つまり、老化を意識しはじめる30代後半~40代くらいから健康寿命を延ばすための意識を高め、エイジングケアに対する知識と実際に行動を起こすことが重要で、早い段階から「老化による見た目の変化や機能低下は致し方ないこと」を理解し、
20~30年先を見据えて「いま何をすべきか?」という点を考える
ことも大切です。
世の中的にはどうしても「老化=ネガティブ」という印象が根強いため、見た目の対策に傾倒しがちな環境ではありますが、早めに老化を理解し受け入れることで取れる対策の選択肢が広がります。
例えば、老化現象の典型でもある老眼は、早めに老眼鏡を使用することで目の負担を軽減することができますし(参考記事:▼40代から考えるリーディンググラスとの上手な付き合い方)、年齢と共に低下する筋肉量においても、筋トレなどで筋肉が刺激されることによって骨の生成サイクルを促進することができます。(参考記事::▼軽視厳禁!加齢による筋量減少と骨密度低下のケアと対策)

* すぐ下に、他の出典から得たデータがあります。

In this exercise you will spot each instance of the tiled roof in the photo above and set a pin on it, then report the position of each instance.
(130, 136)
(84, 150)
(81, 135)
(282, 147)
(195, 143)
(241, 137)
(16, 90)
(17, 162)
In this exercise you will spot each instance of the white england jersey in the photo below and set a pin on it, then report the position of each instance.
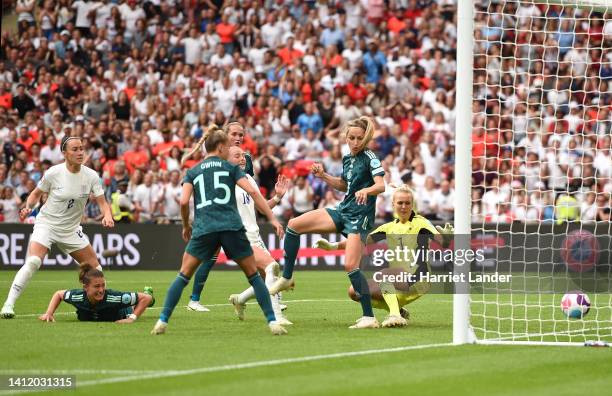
(246, 209)
(68, 195)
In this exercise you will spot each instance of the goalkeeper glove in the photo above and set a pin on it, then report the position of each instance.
(447, 233)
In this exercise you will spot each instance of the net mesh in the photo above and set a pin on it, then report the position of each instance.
(542, 168)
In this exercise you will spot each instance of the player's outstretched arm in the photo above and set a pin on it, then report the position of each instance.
(107, 220)
(335, 182)
(31, 203)
(144, 300)
(261, 205)
(185, 198)
(57, 298)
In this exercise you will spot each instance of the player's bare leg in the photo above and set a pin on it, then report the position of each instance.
(318, 221)
(188, 267)
(36, 254)
(199, 281)
(354, 249)
(270, 268)
(249, 267)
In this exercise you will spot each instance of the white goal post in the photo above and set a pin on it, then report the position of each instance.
(531, 315)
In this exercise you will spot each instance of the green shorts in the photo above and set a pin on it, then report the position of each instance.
(352, 224)
(234, 243)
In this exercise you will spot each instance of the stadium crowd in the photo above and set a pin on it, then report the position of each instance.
(139, 81)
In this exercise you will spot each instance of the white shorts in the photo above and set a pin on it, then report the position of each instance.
(66, 242)
(257, 241)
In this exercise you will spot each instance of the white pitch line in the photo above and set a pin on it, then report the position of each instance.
(210, 305)
(261, 363)
(47, 372)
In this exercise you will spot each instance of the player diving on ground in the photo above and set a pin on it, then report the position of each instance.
(68, 186)
(95, 303)
(408, 230)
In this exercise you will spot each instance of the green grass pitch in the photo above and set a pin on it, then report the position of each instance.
(213, 353)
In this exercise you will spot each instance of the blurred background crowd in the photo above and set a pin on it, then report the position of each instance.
(141, 80)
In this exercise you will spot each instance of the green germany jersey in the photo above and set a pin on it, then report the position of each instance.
(214, 186)
(111, 308)
(248, 169)
(358, 172)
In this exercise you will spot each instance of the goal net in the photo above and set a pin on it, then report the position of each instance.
(541, 168)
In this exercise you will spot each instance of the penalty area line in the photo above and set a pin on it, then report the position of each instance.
(206, 305)
(261, 363)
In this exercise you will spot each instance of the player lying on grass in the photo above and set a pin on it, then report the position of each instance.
(217, 223)
(235, 133)
(408, 230)
(267, 266)
(362, 180)
(94, 302)
(68, 186)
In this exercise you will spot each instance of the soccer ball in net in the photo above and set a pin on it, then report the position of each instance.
(575, 304)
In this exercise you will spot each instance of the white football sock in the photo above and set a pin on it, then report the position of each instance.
(270, 279)
(22, 278)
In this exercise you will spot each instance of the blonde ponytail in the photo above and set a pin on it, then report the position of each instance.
(367, 124)
(193, 150)
(210, 139)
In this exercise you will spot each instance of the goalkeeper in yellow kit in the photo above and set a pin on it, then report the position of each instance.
(408, 230)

では、実際にエイジングリテラシーを高めるためにはどのようにしたら良いか?
という点については、まず老化現象が現れる領域を把握し、日常生活のなかで自身が取れる対策領域を対処していくことが肝要です。
≪老化現象が現れる主な領域≫
- 筋肉・骨・関節
- 心臓・血管系
- 視力・聴力など感覚系
- 自律神経・代謝系
- ホルモン・免疫系
- 消化・泌尿器系
- 皮膚など外見系 など
老化は概ね全身で満遍なく進行するため、健康寿命を延ばす目的に限らず総合的に対処する必要があります。例えば、骨や筋肉であれば適度な強度運動、動脈硬化などを予防するためには食生活に留意して有酸素運動を習慣化する、目の酷使を避けて視力の低下を避けるなど、取れる対策は意外と多いもの。
数あるエイジングケアのなかで、すべてのケアを習慣化できるのが理想ではありますが、ご自身の生活習慣と照らしあわせ、実施できるケアを着実に積み上げていくことで、
まさに老後の自立度の明暗を分ける
と言っても過言ではありません。
そういう観点でも、エイジングリテラシーを高めることで、老化に対して適切に対応できる能力や知識を持つことが大切です。健康寿命を延ばすことで、ご自身の老後生活の質の維持はもちろん、介護者の負担軽減など社会的にも意義があるということの意識を高めていくことが課題と言えるでしょう。